Erinnerungen der Atombomben-Überlebenden - Teil 1 Kapitel 7

Chizes Eltern


Ihre Eltern kamen am Abend des darauf folgenden Tages, dem 14. August, nach Hause zurück. Chizue schlief noch, aber erwachte durch die Rufe ihrer Mutter „Chizue! Chizue!“ Sie erblickte das Gesicht ihrer Mutter. Chizue konnte kein Wort herausbringen. Nur ihre Tränen flossen unaufhörlich. Die Mutter drückte Chizue fest an ihre Brust. Der Vater saß nur stumm da.

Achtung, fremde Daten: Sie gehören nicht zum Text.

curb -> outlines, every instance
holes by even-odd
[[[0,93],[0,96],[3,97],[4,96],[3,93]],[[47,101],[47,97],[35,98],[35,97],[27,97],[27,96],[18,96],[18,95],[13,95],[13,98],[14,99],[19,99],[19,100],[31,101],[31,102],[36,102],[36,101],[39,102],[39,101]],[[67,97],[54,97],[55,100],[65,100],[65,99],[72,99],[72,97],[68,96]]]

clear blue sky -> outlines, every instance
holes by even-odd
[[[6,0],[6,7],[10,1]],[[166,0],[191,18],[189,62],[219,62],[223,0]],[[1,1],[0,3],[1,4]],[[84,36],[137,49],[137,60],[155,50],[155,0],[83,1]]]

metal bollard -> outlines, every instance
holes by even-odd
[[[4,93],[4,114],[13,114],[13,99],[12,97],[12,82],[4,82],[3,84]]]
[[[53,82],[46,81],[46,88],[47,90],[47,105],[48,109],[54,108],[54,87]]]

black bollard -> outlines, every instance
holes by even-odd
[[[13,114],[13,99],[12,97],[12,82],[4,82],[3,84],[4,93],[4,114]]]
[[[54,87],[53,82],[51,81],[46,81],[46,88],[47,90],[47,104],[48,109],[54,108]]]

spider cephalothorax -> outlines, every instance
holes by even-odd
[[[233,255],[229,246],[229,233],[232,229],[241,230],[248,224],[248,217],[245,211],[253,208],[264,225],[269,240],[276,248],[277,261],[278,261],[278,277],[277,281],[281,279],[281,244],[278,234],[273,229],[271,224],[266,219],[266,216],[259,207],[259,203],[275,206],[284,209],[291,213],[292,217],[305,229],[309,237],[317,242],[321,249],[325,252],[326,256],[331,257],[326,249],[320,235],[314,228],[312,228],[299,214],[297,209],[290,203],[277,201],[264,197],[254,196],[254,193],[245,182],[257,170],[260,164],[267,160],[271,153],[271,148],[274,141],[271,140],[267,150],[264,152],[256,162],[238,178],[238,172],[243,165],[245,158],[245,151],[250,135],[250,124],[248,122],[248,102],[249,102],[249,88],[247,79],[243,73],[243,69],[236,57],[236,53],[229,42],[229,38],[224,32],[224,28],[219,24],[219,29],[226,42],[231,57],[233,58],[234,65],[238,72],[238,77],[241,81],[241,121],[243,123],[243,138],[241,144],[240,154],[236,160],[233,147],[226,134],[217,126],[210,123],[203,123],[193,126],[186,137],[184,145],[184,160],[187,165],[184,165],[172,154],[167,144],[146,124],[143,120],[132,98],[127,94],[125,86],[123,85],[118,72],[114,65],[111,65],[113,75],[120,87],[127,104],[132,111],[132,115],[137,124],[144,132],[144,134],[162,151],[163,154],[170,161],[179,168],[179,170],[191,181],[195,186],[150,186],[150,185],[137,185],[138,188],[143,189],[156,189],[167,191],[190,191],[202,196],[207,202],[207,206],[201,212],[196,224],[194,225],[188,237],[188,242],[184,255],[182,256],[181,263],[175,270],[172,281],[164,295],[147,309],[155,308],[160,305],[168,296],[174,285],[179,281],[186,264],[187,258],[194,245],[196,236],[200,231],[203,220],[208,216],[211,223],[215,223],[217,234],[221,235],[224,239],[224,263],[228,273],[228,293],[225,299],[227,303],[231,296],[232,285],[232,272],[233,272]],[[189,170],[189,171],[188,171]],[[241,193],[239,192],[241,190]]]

Im Augenblick der Atombombenexplosion hielt Chizues Vater sich in einer Werft im Ort Awanoura auf, der 3,5 km von der Bombenabwurfstelle entfernt und im Schatten des Berges Inasa lag. Als er hörte, dass es in der Gegend von Urakami brannte, eilte er nach Hause im Stadtteil Shiroyama. Je weiter er sich Shiroyama näherte, wurde ihm immer klarer, dass dort etwas Außergewöhnliches passiert war.

Der Himmel war verdunkelt, obwohl es Mittagszeit war. Tief hingen die Rauchwolken über der Erde. Die Häuserreihen des Stadtteils Shiroyama waren gänzlich verschwunden. Je weiter er ging, kamen ihm immer weniger Menschen entgegen. Schwarz verkohlte Leichen lagen auf den Strassen herum. Schwerverwundeten fragten nach Wasser und sagten: „Weiter können Sie nicht gehen.“ Letztlich konnte er sein Haus nicht erreichen und nicht erfahren, was seiner Tochter Chizue und seinen Eltern geschehen war. Schweren Herzens fuhr er nach Kashima, wo seine Frau und seine anderen Kinder lebten.

Am darauf folgenden Tag entschlossen sich Chizues Vater und Mutter zu zweit weiter nach ihrer Tochter und ihren Eltern zu suchen. Vor der Abreise teilten sie den anderen Kindern mit, dass sie bereits mit einer schlechten Nachricht rechnen sollten, nämlich, dass die anderen Mitglieder der Familie nicht mehr am Leben seien. So war es erklärlich, dass Chizues Schwester glaubte, dass sie einem Gespenst ihrer Schwester begegnet war.